Crypto proponents aren’t worried about folks using ETFs to bet against the market, either. “A high-quality market needs to have two sides. (As) much as we may not like the people who focus on shorting, the market does work better if there are two sides to every trade,” Le Merle says. Weiss brushed off concerns about short sellers as well, rightly noting that shorting crypto has rarely been a profitable trade.
How Celebrities and Memes Affect the Market
Some analysts have expressed concern about the rise of Dogecoin, SafeMoon and other such alternatives to the more established cryptocurrencies. However, it can easily be seen as part of the evolution of a rapidly developing ecosystem. “The free market determines which altcoins succeed. The memecoins are about the retail investor. It’s nice to see retail investors have a seat at the table. Collectively, retail is serious money even if individuals don’t have the same money as Goldman Sachs,” Weiss says.
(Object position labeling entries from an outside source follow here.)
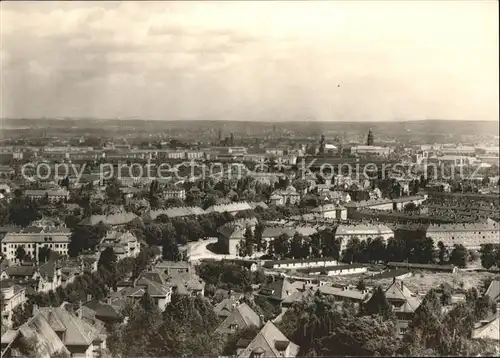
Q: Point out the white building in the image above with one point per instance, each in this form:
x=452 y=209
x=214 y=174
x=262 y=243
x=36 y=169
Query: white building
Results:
x=175 y=194
x=362 y=232
x=32 y=242
x=13 y=296
x=54 y=195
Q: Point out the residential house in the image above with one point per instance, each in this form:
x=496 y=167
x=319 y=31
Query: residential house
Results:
x=269 y=342
x=336 y=270
x=241 y=317
x=124 y=244
x=155 y=283
x=56 y=240
x=232 y=208
x=13 y=296
x=174 y=212
x=55 y=331
x=290 y=196
x=277 y=289
x=493 y=291
x=105 y=312
x=362 y=231
x=345 y=294
x=114 y=220
x=233 y=232
x=53 y=195
x=225 y=307
x=404 y=304
x=331 y=211
x=299 y=263
x=487 y=329
x=174 y=193
x=173 y=267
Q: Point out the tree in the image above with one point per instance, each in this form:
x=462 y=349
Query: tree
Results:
x=20 y=253
x=426 y=324
x=107 y=259
x=458 y=256
x=377 y=304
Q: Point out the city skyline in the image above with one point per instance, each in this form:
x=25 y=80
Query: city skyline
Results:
x=251 y=61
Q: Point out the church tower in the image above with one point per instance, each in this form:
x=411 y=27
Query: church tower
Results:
x=322 y=144
x=369 y=140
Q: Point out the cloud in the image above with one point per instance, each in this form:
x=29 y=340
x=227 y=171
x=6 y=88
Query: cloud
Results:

This isn’t the first time retail investors have followed the lead of prominent personalities, either. “Celebrity investors like Warren Buffett or Paul Tudor Jones are highly influential and always have been. So I think Elon Musk or Mark Cuban speaking about investable opportunities is nothing new.” Le Merle says. That being noted, he does caution that given the large fan bases involved and some of the thinner liquidity in altcoins, short-term price impact from their comments can be dramatic. However, more broadly, having celebrity investors in the crypto space shouldn’t necessarily put it in a different regulatory light than other assets such as stocks.